Seth Lipsky

Seth Lipsky

Opinion

Hiking wages with worthless dollars

The most startling thing about President Obama’s State of the Union message is what he failed to say about the minimum wage. “Today the federal minimum wage is worth about 20 percent less than it was when Ronald Reagan first stood here,” he declared Tuesday night.

But wait, wasn’t the minimum wage $3.35 an hour throughout Reagan’s two terms? Isn’t it now $7.25 an hour? How does that add up to a drop in value by 20 percent? The president glided right past that point. Maybe he thought nobody would notice.

It strikes me that the president owed the country more of an explanation. After all, he spoke exactly on the 100th anniversary of the start of the Federal Reserve System. The central bank is about to begin its second century. Obama made no reference to any of that history.

Yet a century ago Congress refused to agree to a Federal Reserve until there was a promise about the value of the dollar: It insisted on having the Federal Reserve Act state that it would not lead to an end of the convertibility of the dollar into gold.
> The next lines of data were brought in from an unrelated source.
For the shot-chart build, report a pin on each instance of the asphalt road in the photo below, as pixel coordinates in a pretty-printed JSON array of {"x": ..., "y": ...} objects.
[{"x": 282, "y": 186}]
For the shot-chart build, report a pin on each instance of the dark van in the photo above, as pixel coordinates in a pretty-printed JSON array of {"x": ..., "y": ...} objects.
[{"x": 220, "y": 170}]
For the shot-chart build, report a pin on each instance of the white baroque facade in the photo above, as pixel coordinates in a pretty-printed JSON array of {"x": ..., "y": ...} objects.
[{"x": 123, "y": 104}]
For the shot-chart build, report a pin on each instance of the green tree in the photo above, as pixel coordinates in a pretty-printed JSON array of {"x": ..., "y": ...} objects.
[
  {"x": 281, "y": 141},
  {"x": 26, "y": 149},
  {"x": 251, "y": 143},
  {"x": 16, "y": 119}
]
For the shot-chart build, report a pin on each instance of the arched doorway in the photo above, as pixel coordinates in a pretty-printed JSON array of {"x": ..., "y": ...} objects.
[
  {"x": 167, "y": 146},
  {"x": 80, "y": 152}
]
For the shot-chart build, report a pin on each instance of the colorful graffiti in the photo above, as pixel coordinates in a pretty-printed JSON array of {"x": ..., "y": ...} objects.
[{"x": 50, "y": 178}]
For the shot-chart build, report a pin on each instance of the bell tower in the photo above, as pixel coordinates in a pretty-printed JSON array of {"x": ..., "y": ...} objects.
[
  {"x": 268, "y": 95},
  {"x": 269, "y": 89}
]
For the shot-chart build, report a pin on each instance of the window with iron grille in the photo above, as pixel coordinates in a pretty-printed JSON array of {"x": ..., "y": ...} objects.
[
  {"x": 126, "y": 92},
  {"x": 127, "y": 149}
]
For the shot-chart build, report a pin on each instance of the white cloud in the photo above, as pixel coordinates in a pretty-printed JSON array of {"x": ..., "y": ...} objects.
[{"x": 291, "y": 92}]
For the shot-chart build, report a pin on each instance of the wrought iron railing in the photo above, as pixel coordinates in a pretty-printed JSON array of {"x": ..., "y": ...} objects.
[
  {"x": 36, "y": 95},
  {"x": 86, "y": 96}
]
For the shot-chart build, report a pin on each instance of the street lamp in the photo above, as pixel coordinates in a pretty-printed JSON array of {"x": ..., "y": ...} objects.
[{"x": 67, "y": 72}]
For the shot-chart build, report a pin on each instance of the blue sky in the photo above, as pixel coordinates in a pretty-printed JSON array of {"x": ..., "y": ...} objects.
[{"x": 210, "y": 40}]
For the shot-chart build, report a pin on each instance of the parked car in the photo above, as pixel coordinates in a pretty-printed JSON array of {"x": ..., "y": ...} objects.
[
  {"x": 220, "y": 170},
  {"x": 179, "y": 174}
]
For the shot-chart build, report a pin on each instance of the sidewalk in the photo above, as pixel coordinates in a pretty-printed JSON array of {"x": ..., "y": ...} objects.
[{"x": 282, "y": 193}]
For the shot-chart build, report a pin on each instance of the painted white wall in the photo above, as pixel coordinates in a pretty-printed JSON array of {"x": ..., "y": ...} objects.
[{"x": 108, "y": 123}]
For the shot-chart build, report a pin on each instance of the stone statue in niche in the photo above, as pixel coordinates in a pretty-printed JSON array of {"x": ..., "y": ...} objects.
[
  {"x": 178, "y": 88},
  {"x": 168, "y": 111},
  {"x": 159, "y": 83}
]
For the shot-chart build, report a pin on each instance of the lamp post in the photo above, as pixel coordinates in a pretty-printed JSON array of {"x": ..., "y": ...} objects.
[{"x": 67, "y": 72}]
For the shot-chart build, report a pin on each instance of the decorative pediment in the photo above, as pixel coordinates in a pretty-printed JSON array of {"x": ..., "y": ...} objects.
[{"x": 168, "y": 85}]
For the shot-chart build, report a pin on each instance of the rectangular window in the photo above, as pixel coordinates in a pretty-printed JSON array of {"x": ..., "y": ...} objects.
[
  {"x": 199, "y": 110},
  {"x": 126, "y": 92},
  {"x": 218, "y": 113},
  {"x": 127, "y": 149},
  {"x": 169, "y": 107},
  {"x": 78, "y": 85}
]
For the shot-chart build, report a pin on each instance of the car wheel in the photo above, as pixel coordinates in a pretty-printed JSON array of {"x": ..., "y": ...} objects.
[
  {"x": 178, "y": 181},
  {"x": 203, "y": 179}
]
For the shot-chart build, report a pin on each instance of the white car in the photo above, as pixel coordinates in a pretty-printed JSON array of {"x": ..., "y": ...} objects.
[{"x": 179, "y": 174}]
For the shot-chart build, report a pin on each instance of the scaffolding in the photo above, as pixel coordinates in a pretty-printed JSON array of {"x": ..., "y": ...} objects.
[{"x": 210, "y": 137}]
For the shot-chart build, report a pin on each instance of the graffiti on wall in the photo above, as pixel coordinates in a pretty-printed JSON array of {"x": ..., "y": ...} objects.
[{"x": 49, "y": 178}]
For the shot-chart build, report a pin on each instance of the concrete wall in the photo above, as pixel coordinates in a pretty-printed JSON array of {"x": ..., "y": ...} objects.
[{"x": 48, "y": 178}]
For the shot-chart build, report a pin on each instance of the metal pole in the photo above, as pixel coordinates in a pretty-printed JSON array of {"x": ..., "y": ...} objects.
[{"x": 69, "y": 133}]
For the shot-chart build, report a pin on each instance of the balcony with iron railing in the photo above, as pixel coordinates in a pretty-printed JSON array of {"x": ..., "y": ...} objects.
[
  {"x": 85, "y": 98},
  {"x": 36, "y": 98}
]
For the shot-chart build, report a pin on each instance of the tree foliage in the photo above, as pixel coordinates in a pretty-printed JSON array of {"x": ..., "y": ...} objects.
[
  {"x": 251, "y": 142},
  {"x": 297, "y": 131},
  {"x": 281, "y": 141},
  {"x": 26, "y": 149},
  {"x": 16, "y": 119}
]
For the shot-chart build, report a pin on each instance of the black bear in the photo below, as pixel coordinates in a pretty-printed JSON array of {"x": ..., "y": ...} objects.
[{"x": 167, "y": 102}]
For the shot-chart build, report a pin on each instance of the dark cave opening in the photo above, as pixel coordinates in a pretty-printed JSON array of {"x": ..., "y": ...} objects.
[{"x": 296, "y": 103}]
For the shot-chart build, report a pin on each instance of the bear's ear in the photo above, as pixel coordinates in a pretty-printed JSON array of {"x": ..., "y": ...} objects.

That legislative promise came to an end in a series of defaults that started in the Great Depression and ended under President Richard Nixon. By the mid-1970s, America had moved to a fiat currency, meaning a dollar that is not redeemable by law in anything of value. Only what one critic calls “irredeemable electronic paper ticket money.”

The minimum-wage crisis is a sign that fiat money is not working. It’s not, after all, that the nominal minimum wage has failed to go up (it’s been raised seven times since Reagan). It’s that the value of the dollar has collapsed. Today it has a value of only a 1,250th of an ounce of gold, a staggering plunge from an 853rd of an ounce on the day Obama took office.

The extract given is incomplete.